Vision-Language Dataset Distillation
Xindi Wu, Byron Zhang, Zhiwei Deng, Olga Russakovsky
TL;DR
This work introduces the first vision-language dataset distillation framework that distills multimodal (image-text) data by matching the training trajectories of models trained on full data. It combines bi-trajectory matching with Low-Rank Adaptation (LoRA) to scale distillation to large vision-language models, using a bidirectional contrastive objective to align image-text representations. Empirically, the method substantially outperforms adapted coreset baselines on Flickr30K and COCO and achieves strong retrieval performance with an order of magnitude fewer distilled examples. The results highlight the potential of multimodal trajectory-based distillation for compact, efficient cross-modal learning and set the stage for further exploration of minimal-information requirements in vision-language systems.
Abstract
Dataset distillation methods reduce large-scale datasets to smaller sets of synthetic data, preserving sufficient information to quickly train a new model from scratch. However, prior work on dataset distillation has focused exclusively on image classification datasets, whereas modern large-scale datasets are primarily vision-language datasets. In this work, we design the first vision-language dataset distillation method, building on the idea of trajectory matching. A key challenge is that vision-language datasets do not have a set of discrete classes. To overcome this, our proposed method jointly distills image-text pairs in a contrastive formulation. Further, we leverage Low-Rank Adaptation (LoRA) matching to enable more efficient and effective trajectory matching in complex modern vision-language models.
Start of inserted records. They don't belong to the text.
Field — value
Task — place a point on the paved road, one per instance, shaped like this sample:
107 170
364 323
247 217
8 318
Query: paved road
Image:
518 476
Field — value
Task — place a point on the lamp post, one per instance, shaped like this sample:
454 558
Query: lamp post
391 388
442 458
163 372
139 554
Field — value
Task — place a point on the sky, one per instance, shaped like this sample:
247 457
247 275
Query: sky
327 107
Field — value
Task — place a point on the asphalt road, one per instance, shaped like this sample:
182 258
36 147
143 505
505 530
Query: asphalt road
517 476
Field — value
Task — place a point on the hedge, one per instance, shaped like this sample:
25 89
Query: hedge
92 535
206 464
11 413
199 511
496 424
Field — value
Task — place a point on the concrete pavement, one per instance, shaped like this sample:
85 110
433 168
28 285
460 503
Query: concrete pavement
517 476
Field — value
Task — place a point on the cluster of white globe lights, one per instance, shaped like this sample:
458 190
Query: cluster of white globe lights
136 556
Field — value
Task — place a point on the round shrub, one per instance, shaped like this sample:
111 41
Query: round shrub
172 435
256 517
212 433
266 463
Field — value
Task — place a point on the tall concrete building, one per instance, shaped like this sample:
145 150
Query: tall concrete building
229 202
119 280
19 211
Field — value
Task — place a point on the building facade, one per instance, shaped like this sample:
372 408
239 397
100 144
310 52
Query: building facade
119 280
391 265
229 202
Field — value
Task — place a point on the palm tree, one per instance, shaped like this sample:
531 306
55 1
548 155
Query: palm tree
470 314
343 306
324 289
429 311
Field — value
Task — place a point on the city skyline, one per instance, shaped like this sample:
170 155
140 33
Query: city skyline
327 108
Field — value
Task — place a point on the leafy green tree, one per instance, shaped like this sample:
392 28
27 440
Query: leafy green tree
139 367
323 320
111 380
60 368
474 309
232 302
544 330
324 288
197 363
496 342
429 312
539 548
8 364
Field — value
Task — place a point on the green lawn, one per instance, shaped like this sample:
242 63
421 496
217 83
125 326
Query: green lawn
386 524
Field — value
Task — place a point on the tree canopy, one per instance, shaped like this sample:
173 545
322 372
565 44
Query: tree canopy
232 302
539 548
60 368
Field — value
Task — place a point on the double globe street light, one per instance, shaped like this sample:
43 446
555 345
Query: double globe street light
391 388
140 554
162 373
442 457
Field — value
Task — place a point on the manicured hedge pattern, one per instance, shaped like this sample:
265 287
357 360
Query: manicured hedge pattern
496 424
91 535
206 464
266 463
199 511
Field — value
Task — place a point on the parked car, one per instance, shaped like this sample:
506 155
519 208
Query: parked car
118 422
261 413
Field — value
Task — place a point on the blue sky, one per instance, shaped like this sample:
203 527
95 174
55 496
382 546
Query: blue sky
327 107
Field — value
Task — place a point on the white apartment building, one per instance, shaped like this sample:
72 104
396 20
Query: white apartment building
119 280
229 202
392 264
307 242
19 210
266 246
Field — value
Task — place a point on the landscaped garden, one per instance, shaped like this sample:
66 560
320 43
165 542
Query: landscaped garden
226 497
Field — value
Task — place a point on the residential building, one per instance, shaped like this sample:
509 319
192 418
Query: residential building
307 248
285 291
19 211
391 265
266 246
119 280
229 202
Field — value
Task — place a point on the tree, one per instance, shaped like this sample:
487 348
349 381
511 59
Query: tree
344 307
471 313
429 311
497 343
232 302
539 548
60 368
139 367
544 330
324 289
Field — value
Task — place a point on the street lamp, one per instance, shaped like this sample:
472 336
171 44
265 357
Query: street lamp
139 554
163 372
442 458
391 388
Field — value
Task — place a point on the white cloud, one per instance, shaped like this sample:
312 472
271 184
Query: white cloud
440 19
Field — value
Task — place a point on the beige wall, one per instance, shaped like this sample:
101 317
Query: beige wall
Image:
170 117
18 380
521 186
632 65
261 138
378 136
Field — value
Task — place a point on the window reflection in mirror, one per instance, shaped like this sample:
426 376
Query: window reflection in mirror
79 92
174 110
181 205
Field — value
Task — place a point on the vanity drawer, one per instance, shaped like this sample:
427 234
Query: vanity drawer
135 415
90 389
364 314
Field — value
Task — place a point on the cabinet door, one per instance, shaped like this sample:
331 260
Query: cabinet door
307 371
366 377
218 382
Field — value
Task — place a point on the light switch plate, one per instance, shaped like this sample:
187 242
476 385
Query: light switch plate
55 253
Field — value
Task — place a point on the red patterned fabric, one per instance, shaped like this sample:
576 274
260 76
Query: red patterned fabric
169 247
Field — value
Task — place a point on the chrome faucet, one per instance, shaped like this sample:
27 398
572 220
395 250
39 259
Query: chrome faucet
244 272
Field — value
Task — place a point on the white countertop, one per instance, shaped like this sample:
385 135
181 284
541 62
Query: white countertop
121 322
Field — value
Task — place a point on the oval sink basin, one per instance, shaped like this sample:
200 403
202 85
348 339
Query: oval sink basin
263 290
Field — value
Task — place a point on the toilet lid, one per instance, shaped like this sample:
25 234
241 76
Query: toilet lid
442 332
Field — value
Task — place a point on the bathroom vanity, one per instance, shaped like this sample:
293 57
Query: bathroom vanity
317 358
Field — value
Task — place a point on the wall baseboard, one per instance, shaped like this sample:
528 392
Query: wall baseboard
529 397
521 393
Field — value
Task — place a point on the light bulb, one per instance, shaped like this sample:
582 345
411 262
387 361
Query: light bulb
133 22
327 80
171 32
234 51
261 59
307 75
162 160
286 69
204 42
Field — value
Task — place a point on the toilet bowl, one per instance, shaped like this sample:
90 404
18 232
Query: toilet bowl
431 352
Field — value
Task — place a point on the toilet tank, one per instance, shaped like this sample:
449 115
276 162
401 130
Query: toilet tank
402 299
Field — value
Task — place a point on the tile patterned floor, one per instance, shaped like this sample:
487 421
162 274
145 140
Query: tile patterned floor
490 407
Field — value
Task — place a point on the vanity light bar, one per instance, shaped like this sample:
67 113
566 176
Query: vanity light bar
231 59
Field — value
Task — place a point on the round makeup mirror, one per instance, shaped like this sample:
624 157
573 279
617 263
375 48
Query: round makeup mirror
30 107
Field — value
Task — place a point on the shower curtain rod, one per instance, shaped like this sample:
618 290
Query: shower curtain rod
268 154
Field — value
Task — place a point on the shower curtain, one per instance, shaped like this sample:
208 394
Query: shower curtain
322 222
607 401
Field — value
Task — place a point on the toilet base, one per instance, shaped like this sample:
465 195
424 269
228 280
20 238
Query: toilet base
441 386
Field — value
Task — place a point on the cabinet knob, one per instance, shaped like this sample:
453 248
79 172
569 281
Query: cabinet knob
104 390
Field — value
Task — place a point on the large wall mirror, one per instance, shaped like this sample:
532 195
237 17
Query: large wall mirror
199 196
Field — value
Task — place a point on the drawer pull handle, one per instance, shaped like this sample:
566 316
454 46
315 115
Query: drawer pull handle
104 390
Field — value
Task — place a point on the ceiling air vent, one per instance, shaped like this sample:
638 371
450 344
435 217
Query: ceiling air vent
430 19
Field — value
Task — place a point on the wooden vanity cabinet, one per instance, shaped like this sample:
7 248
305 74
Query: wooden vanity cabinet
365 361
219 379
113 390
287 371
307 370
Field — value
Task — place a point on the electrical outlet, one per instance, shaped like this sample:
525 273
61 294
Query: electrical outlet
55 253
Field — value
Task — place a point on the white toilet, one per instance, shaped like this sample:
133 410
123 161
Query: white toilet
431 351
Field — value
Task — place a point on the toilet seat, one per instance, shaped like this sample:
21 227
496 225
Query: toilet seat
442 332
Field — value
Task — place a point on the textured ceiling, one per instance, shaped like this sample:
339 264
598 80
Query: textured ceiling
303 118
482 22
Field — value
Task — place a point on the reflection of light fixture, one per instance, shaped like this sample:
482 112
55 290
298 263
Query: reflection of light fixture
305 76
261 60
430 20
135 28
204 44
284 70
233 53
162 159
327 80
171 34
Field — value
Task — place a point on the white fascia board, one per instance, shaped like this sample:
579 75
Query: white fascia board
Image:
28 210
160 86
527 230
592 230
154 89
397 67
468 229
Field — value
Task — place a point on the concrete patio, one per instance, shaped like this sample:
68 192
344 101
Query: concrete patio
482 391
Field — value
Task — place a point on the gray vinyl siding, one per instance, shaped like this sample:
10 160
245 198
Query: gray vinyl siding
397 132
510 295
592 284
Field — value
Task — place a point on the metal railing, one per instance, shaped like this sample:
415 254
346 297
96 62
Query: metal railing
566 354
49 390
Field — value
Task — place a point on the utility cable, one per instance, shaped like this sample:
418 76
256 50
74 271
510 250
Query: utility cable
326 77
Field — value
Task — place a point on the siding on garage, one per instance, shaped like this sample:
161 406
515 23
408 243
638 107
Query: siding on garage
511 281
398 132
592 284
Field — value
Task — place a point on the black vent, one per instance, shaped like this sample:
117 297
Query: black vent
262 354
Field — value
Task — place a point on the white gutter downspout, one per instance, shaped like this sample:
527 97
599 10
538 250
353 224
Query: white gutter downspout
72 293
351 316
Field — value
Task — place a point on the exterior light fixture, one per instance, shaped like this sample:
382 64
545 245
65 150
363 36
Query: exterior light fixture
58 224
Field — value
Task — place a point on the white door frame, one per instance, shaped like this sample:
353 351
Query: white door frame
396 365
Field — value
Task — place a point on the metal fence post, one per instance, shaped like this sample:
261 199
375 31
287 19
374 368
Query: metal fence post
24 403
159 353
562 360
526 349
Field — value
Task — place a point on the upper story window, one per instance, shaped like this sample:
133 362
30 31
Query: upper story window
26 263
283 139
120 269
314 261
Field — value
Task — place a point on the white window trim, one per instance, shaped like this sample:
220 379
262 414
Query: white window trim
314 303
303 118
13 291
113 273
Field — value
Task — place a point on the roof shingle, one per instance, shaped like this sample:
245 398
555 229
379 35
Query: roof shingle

Since there are no existing baselines, we compare our distillation approach with three adapted vision-language coreset selection methods. We demonstrate significant improvements on the challenging Flickr30K and COCO retrieval benchmarks: for example, on Flickr30K, the best coreset selection method selecting 1000 image-text pairs for training achieves only 5.6% image-to-text retrieval accuracy (i.e., recall@1); in contrast, our dataset distillation almost doubles that to 9.9% with just 100 training pairs, an order of magnitude fewer.